マリーがぼけて以後、マリーの噂も格段に広まった観がある。最初、良秋はこの手のデマに非常に苦しんだ。しかし、マリーが戦争を肯定しているからと言って、それが良秋にとって一体何だというのであろうか。戦前はみんな肯定していた。時と場所による。良秋も時と場所が違えば同じ事をやっただろう。思想は個人の自由である。誰しも身を守る権利がある。防衛のための戦争。思想ーー自分は自分、他人は他人である。親子と言えど思想は個人・個人、別々である。マリーのは、完全にデマであろう。デマに完全にやられた観がある。胃がやられた。胃が荒れた。肉体に反省させられた。苦しみの状態から抜け出す頃、マリーおばさんに限ってと、思い直す事が出来た。潔癖過ぎる少年なのだろう。

それでもしつこく考えてみた。永世中立というものは徴兵制度があるらしい。どう見ても日本の憲法の方が良かった。怠け者の良秋には徴兵制度が何よりも嫌だった。誰だって嫌に決まってる。平和主義の良秋には、武器を握っただけで、戦争に加担した気がした。

良秋は憲法9条の信奉者だった。そのくせ内容はろくすっぽ知らなかったが。良秋はこの国が好きだったし、この国の平和が好きだった。条文の一つ変えるのも嫌だった。条文の一つ変えただけでも、憲法が憲法で無くなる気がした。一つ変えれば、完全に別の物に成ってしまう。一寸の改変で、完全に偽物とすり替えられてしまう。完全なインチキだ。ペテン、大ウソ。或いは、子供騙しと言えよう。やがて次から次に変えられ、止めどなく、完全に元の姿を失ってしまうだろう。ついに最後に、独裁者が現れ、平和は完全に終わってしまうだろう。その途中、戦争は小出し小出しに行われ、もはやそれは平和と言えないだろう。善とは言えない。
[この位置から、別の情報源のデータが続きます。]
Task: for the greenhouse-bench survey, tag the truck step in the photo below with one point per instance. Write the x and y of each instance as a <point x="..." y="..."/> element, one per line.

悪だ!日本は兎も角、世界はそう考えるに違いない。

良秋は、マリーが徴兵制度を押し付けて来る厄病神で、マリーと距離さえ取っていれば、徴兵制度の事を考えなくても済むと多少は思っていたかも知れない。いや実は、少し思っていた。

これらの事は未来の日本人にとってどうであろうか。今の日本人は永世中立について考えた事も無く、現憲法についても必死で守ろうとしていないのが現状である。現行憲法を不正に改竄(かいざん)しようとしている不逞(ふてい)のやからが、跋扈(ばっこ)している状況においてでも、である。白痴化した今の日本人にとっては、憲法9条よりも芸能界の話題の方が大事である。日本人は白痴化したトレンド・メディアが大好きである。良秋の方がよっぽどマシである。不正選挙かも知れないが、行って来い。政治の話題を喋れ。でなければ、大人しく口を(つぐ)んでおけ。どっちみち戦争に行くのは君達だ。

冬の寒空の日曜日、良秋は一人、緑地に来ていた。もうこの年で老人のように孤独癖が身についていた。非道い風で、これでは(たこ)も、上空に揚る前に、吹き飛ばされてしまうだろう。自転車に乗るのに、良秋は母に買って貰った、上等の厚手の黒い革手袋をはめていた。

良秋は困難な登り道を自転車を押し、霜で白くなった下草を踏んで歩いた。下で小気味のいい音が鳴った。こんな所に、人はほとんどいない。緑地にはこんな辺鄙な所が多い。やがて鶴見新山の一角に至る。

以前、友人とこの場所に来た時には、小高い山に、何やらブロックが置かれ、針金のような物が飛び出していた。思わず「戦争ゴッコしたくなるような・・・」と言いそうになった。止めたのは、子供っぽ過ぎる、と言う判断である。依然、そのままである。要塞でも造るつもりか?陰謀の匂いがする。

起伏は全部、人工の山である。山を登る。谷を()りる。大した高さもないので、自転車に乗ったまま登れる。やがて鶴見新山の頂らしき所に至れる。頂上には大きな偽物のオランダの風車が、いつの頃からかある。この羽根は回ったことがないと言う、人の噂である。

降りると、谷間の途中に、糸の様な、おもちゃの用水路、みた様な物、がある。何だろうか?Y字の分水まで作ってある。何の水質検査だろうか?

下には、どす黒い小川があり、極小さな水門がつけられている。水は全く流れていない。病葉(わくらば)が水門の歯にギュウギュウに詰まっている。ささ曇りの空の(もと)、悲しい風景である。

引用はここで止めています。